B. Perumusan Masalah 1. Mengapa pidana kerja sosial diperlukan sebagai alternatif pidana penjara jangka pendek? 2. Apa saja langkah yang dapat mendukung model pidana kerja sosial yang ideal sebagai alternatif pidana penjara jangka pendek di Indonesia?
C. Tujuan Penelitian 1. Untuk mengetahui dan menganalisis pidana kerja sosial diperlukan sebagai alternatif pidana penjara jangka pendek. 2. Untuk mengetahui dan menganalisis langkah yang dapat mendukung model pidana kerja sosial yang ideal sebagai alternatif pidana penjara jangka pendek di Indonesia.

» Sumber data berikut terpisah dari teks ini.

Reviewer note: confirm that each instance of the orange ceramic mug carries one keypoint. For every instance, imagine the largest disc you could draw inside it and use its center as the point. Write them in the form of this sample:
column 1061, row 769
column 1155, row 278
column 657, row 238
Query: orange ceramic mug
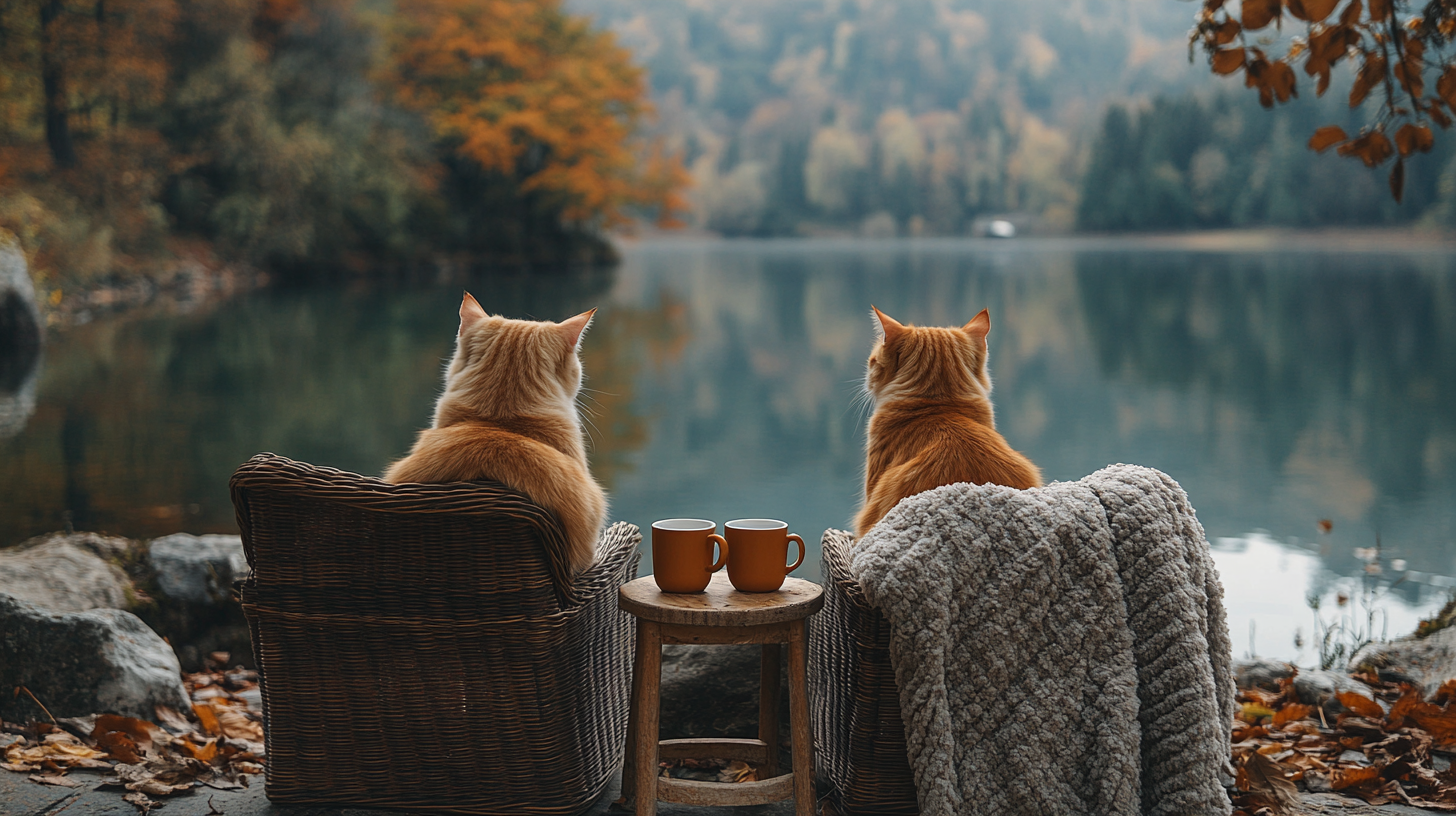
column 757, row 550
column 683, row 554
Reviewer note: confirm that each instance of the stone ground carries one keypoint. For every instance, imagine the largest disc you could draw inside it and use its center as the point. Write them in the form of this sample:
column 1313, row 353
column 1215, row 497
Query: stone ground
column 24, row 797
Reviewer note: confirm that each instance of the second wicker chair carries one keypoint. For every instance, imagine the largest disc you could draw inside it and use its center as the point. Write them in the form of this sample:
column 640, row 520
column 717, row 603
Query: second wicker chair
column 425, row 646
column 859, row 740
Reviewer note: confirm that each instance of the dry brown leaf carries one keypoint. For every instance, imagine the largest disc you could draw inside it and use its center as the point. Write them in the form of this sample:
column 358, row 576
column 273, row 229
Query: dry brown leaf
column 1343, row 778
column 156, row 787
column 140, row 802
column 236, row 724
column 1226, row 32
column 120, row 746
column 207, row 719
column 1265, row 778
column 1370, row 75
column 1372, row 149
column 173, row 720
column 1292, row 713
column 1258, row 13
column 1360, row 704
column 1228, row 60
column 1312, row 10
column 204, row 752
column 58, row 748
column 141, row 732
column 1414, row 139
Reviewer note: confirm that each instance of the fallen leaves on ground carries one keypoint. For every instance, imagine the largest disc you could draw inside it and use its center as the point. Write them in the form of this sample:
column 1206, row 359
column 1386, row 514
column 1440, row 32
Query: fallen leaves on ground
column 709, row 770
column 1379, row 748
column 216, row 745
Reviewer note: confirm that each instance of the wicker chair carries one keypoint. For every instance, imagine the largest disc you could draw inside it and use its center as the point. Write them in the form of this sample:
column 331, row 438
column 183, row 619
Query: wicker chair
column 424, row 646
column 859, row 740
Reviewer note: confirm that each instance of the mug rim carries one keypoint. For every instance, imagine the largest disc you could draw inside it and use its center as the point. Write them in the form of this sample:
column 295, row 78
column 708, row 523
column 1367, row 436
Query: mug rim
column 685, row 525
column 756, row 525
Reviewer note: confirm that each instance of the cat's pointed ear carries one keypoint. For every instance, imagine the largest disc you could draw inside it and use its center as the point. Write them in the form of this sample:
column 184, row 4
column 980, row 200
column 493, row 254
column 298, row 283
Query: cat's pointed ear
column 572, row 328
column 888, row 327
column 471, row 312
column 979, row 327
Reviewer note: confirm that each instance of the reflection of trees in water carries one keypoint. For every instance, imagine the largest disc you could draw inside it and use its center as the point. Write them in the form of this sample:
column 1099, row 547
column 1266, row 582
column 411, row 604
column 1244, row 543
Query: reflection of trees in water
column 620, row 340
column 141, row 421
column 1348, row 362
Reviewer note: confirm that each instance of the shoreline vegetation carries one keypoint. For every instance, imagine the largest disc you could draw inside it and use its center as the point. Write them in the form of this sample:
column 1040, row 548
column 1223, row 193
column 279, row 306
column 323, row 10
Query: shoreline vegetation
column 195, row 276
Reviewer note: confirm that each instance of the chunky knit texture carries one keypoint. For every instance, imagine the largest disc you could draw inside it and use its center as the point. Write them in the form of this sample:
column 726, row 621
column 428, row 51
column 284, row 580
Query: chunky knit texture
column 1057, row 650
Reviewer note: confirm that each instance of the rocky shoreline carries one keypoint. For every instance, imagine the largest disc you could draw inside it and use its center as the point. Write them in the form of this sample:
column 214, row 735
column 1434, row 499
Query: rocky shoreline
column 82, row 615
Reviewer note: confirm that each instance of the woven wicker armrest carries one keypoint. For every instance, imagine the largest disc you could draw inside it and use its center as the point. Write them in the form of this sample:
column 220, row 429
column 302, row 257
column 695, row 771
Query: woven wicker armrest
column 859, row 738
column 616, row 564
column 424, row 646
column 319, row 535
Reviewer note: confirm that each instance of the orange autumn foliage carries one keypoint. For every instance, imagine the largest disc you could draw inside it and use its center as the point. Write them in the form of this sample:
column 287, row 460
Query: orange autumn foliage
column 526, row 91
column 1391, row 44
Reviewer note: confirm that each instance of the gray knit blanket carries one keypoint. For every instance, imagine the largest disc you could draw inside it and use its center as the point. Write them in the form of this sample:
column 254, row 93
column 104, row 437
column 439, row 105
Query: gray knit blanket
column 1057, row 650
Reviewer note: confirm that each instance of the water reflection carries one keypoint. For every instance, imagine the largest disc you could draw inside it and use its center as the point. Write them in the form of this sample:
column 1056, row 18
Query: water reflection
column 1277, row 388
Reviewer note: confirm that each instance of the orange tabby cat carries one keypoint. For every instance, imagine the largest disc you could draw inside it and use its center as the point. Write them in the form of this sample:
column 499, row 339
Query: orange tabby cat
column 508, row 414
column 932, row 423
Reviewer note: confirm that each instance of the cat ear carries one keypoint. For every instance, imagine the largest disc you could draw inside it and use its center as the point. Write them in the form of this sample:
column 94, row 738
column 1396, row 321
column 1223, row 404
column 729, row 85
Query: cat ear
column 979, row 327
column 471, row 312
column 888, row 327
column 572, row 328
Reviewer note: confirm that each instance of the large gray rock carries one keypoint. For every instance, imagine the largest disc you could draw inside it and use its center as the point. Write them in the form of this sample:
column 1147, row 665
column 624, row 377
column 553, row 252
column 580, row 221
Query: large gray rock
column 1261, row 673
column 1315, row 687
column 197, row 569
column 21, row 340
column 63, row 576
column 79, row 663
column 1427, row 662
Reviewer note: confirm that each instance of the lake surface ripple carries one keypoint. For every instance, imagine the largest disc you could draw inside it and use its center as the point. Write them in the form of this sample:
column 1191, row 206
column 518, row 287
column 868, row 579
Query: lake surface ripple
column 1279, row 388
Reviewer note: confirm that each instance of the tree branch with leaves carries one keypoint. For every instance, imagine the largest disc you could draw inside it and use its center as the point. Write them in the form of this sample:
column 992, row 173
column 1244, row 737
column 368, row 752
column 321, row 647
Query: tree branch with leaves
column 1391, row 45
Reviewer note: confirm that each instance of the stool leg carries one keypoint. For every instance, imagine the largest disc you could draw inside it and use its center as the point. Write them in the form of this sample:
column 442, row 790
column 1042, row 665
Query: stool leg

D. Manfaat Penelitian Hasil-hasil penelitian ini diharapkan dapat bermanfaat untuk: 1. Manfaat Teoritis Secara teoritis penelitian ini diharapkan dapat memperkaya khasanah ilmu pengetahuan khususnya bagi pengembangan teori ilmu hukum pidana serta menambah informasi atau gambaran kepada para penegak hukum, pengambil kebijakan pada tingkat legislatif, dalam pembaharuan hukum pidana, terutama terkait dengan Pidana Kerja Sosial sebagai alternatif pidana penjara pendek.
8
2. Manfaat Praktis Secara praktis penelitian ini diharapkan dapat menjadi kerangka acuan dan landasan bagi penelitian lanjutan. Memberikan sumbangan pemikiran bagi kalangan akademisi guna mengadakan pengkajian lebih lanjut dalam hukum pidana terutama dalam penyelesaian masalah-masalah yang berhubungan dengan Pidana Kerja Sosial.